No caso específico de Minas Gerais temos uma liminar em vigor, que, enquanto existir, impede a prática do reajuste. Ou seja, o que para muitos trabalhadores de outros estados significa o desespero imediato, no nosso caso não acontece por causa da ação judicial com vitória parcial do Sindicato. Esperamos ganhar esta ação, entretanto, sabemos que o Judiciário é sempre uma incógnita.
Infelizmente, a direção da Empresa tem se importado quase nada com a situação dos trabalhadores. Aumentar sua participação per capita para dar aos empregados a tranquilidade de continuar produzindo sem se preocupar com a assistência à saúde parece não ser preocupação da DATAPREV.
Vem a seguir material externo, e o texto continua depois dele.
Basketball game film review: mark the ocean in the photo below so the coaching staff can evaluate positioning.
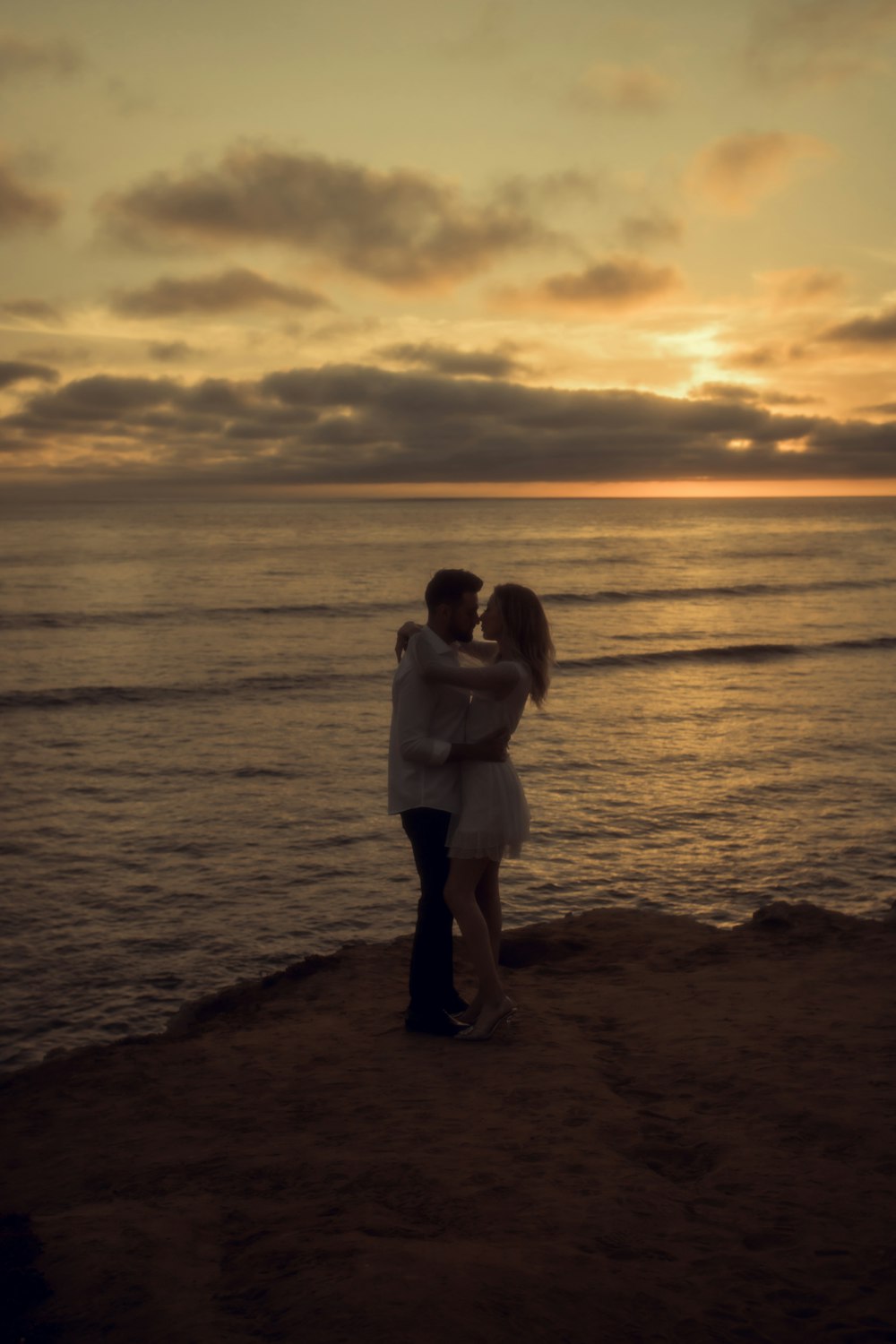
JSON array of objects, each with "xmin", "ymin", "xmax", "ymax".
[{"xmin": 0, "ymin": 499, "xmax": 896, "ymax": 1069}]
A política de privatização
Para o atual governo e seus administradores de plantão não tem importância nenhuma o fato da GEAP ser, desde 1945, uma das mais importantes operadoras de planos de saúde do Brasil, que cuida da saúde dos servidores e empregados públicos federais ativos, aposentados e familiares. Em sua trajetória, tornou-se referência no mercado da saúde suplementar ao investir de forma pioneira num modelo assistencial focado na promoção da saúde, prevenção de doenças e na melhoria da qualidade de vida dos assistidos.
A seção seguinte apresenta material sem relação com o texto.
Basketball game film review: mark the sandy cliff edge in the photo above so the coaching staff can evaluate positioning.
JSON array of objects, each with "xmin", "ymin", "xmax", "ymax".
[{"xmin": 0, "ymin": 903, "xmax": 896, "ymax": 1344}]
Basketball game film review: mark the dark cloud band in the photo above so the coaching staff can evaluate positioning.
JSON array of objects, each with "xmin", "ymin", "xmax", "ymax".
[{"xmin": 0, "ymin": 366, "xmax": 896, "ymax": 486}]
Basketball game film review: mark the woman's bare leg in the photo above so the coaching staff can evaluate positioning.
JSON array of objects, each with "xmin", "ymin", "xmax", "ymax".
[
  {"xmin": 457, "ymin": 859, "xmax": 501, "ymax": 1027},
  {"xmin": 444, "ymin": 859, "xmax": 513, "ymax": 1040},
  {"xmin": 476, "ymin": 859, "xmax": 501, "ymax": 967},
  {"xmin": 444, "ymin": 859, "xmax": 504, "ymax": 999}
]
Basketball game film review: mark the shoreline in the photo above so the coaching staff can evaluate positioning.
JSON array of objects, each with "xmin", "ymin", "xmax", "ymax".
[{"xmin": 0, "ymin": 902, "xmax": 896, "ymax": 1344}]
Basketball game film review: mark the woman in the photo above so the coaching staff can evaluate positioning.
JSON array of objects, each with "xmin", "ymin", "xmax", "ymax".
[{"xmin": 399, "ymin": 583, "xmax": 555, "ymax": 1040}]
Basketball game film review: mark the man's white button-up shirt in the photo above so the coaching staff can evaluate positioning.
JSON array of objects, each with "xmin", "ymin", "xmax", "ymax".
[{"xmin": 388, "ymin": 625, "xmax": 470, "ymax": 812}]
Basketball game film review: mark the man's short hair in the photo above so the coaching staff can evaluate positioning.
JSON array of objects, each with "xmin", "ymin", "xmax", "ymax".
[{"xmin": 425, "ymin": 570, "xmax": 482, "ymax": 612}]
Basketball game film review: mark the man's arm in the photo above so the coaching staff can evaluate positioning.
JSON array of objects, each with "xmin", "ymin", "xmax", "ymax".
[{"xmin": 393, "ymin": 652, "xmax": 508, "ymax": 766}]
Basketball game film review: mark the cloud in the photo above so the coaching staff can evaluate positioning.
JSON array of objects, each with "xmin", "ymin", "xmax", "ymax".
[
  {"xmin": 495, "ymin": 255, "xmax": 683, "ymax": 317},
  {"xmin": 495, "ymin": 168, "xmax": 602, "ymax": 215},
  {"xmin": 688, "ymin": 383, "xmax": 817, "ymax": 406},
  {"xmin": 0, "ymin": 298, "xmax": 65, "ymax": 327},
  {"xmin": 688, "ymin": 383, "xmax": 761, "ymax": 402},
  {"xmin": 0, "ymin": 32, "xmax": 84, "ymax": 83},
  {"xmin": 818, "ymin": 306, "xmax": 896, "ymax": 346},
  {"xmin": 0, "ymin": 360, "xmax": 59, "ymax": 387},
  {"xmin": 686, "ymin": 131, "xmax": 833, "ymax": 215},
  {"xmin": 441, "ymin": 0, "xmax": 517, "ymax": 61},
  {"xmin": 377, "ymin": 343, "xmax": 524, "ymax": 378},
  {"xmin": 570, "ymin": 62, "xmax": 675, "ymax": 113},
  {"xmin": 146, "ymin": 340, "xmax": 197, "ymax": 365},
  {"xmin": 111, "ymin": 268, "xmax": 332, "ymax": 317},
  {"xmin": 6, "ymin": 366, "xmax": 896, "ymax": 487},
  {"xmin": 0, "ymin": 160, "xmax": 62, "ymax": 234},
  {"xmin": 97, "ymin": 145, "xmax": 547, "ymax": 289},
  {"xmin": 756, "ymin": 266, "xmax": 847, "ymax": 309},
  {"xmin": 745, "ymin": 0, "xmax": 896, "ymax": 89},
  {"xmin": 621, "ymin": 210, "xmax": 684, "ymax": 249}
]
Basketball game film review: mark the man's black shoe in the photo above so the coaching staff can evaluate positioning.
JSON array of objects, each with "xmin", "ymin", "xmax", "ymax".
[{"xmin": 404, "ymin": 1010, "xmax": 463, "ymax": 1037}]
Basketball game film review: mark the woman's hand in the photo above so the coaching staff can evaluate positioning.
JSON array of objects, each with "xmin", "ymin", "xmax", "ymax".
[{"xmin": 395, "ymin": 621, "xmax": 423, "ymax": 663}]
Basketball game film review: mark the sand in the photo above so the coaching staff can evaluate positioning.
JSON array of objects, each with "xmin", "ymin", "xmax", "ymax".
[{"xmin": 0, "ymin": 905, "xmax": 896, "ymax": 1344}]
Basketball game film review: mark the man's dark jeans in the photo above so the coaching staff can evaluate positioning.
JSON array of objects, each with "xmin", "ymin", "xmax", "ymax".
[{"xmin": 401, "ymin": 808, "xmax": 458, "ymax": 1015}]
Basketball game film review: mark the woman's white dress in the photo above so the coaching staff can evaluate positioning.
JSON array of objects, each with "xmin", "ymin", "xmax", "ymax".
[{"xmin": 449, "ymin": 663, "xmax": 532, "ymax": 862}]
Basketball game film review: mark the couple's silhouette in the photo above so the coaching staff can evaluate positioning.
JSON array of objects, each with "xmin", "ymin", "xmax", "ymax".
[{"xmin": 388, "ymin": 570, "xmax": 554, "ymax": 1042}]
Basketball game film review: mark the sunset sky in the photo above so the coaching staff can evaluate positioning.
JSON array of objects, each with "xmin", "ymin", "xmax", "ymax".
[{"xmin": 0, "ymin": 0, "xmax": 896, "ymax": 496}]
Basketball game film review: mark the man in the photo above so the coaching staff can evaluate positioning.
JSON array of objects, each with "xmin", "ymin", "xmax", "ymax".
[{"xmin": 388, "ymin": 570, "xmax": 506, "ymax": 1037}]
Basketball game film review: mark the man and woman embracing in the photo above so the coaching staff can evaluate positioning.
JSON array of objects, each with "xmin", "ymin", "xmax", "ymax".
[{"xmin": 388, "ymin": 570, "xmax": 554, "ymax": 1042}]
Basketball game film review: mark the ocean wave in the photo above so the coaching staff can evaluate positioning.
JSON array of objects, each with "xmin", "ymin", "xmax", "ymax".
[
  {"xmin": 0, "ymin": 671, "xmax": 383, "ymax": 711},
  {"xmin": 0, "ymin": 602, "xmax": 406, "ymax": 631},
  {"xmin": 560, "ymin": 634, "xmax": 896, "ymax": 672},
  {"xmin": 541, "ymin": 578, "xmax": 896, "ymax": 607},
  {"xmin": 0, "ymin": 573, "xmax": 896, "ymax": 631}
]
Tal desvalorização se dá porque, afinal de contas, o projeto é acabar com esta entidade sem fins lucrativos, que reverte todos os seus recursos para a assistência integral dos seus mais de 446 mil beneficiários; que agrega o maior número de idosos, com 52% da carteira de beneficiários composta por pessoas a partir de 60 anos; que se orgulha de cuidar da saúde de 500 brasileiros que já passaram dos 100 anos.
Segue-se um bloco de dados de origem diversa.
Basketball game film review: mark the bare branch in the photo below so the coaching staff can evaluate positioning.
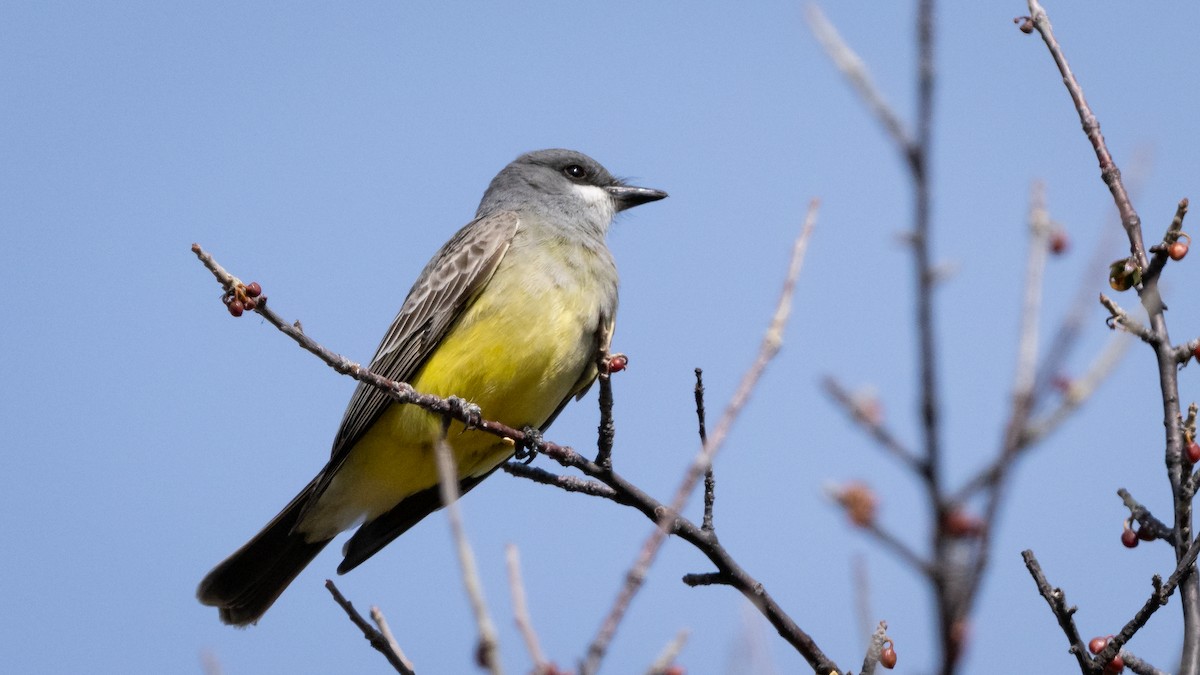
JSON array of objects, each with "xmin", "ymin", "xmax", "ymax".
[
  {"xmin": 1021, "ymin": 550, "xmax": 1100, "ymax": 673},
  {"xmin": 821, "ymin": 376, "xmax": 925, "ymax": 474},
  {"xmin": 433, "ymin": 432, "xmax": 503, "ymax": 675},
  {"xmin": 1028, "ymin": 0, "xmax": 1150, "ymax": 270},
  {"xmin": 581, "ymin": 199, "xmax": 817, "ymax": 675},
  {"xmin": 371, "ymin": 605, "xmax": 413, "ymax": 670},
  {"xmin": 804, "ymin": 2, "xmax": 913, "ymax": 155},
  {"xmin": 325, "ymin": 579, "xmax": 414, "ymax": 675},
  {"xmin": 646, "ymin": 628, "xmax": 688, "ymax": 675},
  {"xmin": 193, "ymin": 245, "xmax": 840, "ymax": 675},
  {"xmin": 504, "ymin": 544, "xmax": 550, "ymax": 673}
]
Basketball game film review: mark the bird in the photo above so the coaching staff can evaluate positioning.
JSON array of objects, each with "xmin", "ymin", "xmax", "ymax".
[{"xmin": 197, "ymin": 149, "xmax": 667, "ymax": 626}]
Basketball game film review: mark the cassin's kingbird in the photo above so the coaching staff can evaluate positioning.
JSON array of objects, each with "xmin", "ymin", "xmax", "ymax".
[{"xmin": 197, "ymin": 150, "xmax": 667, "ymax": 626}]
A política em vigor no País é a da privatização sem limites e a continuação deste absurdo de aumento sem que a empresa aumente a sua contrapartida. O mais provável, infelizmente, será o esvaziamento da GEAP, colocando-se em prática o projeto de buscar no mercado um plano de saúde para os trabalhadores da DATAPREV, certamente pior que, num primeiro momento, será apresentado como “mais em conta”, mas isso só no primeiro momento.